En los albores del siglo XX, esa maquinaria ya se había extendido a la industria del
entretenimiento junto con dos grandes inventos: el cine y la radio. En 1944,
Theodore Adorno y Marx Horkheimer arrojaron sombríos diagnósticos sobre sus
efectos en el ensayo sobre la industria cultural.
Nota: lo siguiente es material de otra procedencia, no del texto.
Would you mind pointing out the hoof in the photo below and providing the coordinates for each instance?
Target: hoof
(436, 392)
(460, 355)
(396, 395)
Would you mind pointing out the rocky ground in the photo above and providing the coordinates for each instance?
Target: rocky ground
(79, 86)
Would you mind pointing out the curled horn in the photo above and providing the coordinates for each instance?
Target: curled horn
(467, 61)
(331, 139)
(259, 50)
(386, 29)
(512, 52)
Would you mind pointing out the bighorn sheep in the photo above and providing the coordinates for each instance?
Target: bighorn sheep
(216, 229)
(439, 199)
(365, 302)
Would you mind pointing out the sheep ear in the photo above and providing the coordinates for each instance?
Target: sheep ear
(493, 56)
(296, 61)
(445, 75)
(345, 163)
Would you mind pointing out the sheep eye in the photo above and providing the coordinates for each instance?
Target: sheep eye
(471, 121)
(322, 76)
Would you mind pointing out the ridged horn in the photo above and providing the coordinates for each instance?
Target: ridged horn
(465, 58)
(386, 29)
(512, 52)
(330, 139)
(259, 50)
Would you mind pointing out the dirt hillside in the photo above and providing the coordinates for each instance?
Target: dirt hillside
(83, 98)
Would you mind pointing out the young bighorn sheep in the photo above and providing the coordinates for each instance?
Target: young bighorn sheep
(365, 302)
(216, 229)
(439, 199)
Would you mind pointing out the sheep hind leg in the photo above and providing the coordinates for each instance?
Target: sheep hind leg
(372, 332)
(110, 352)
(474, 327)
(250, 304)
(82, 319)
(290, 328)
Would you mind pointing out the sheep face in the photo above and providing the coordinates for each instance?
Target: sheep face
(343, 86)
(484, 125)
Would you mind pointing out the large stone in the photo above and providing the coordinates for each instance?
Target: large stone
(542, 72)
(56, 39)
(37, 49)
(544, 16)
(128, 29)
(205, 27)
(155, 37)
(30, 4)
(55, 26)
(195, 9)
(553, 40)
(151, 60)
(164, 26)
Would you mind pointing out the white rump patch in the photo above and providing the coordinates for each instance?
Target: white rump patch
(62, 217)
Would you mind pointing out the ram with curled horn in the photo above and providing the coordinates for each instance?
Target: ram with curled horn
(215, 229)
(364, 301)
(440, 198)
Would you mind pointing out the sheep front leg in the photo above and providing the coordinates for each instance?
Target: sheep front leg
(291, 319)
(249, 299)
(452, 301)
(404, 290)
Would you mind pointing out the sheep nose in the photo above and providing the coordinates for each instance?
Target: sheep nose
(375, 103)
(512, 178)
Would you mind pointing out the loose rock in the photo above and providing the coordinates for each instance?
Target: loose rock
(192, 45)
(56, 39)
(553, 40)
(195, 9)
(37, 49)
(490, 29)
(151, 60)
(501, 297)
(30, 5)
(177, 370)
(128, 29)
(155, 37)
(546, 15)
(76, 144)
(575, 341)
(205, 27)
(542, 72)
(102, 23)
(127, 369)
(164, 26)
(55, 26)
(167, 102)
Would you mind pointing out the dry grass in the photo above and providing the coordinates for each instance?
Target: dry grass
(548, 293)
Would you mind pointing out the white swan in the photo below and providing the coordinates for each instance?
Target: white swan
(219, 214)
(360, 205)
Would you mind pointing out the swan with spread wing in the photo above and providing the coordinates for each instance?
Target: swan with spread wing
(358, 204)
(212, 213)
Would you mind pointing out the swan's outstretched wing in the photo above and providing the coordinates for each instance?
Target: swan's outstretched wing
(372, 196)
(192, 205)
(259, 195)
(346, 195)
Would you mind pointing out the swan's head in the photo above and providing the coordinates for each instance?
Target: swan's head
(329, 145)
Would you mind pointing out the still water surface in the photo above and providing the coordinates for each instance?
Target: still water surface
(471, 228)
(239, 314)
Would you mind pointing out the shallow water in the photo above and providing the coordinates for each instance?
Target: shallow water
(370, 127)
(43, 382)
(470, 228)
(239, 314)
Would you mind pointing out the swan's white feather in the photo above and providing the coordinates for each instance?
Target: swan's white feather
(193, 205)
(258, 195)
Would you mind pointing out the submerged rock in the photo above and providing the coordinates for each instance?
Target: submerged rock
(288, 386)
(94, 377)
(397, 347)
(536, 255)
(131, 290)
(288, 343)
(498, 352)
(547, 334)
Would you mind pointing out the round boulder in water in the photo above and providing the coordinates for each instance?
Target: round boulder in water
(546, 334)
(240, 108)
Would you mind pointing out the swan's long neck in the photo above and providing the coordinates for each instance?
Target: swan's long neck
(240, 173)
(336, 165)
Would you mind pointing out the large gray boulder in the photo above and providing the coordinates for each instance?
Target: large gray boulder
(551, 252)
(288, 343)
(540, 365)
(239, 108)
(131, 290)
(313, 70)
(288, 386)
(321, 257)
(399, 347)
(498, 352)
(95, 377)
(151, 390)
La dialéctica del iluminismo, allí
desarrollada, no hacía más que confirmar que las grandes esperanzas que la
humanidad había puesto en la razón instrumental y en el progreso ilimitado,
empezaban a mostrar su costado menos luminoso.
Dejando de lado las consecuencias nefastas que había traído consigo el modelo
comunicacional aplicado por el nazismo en las últimas décadas, las nuevas
audiencias empezaban a dar muestras de anomia y narcotización ante una pantalla
que los instaba a consumir objetos, signos, obras de arte y hasta cuerpos ajenos en
una infinita línea de montaje montada sobre góndolas de supermercado.
Un paisaje sombrío
En las últimas décadas del siglo pasado y en las primeras de este, el paisaje parece
ser más sombrío aún, no solo porque el brillo de las pantallas ha ocupado casi todo,
sino porque los tiempos parecen haberse acelerado de manera extrema.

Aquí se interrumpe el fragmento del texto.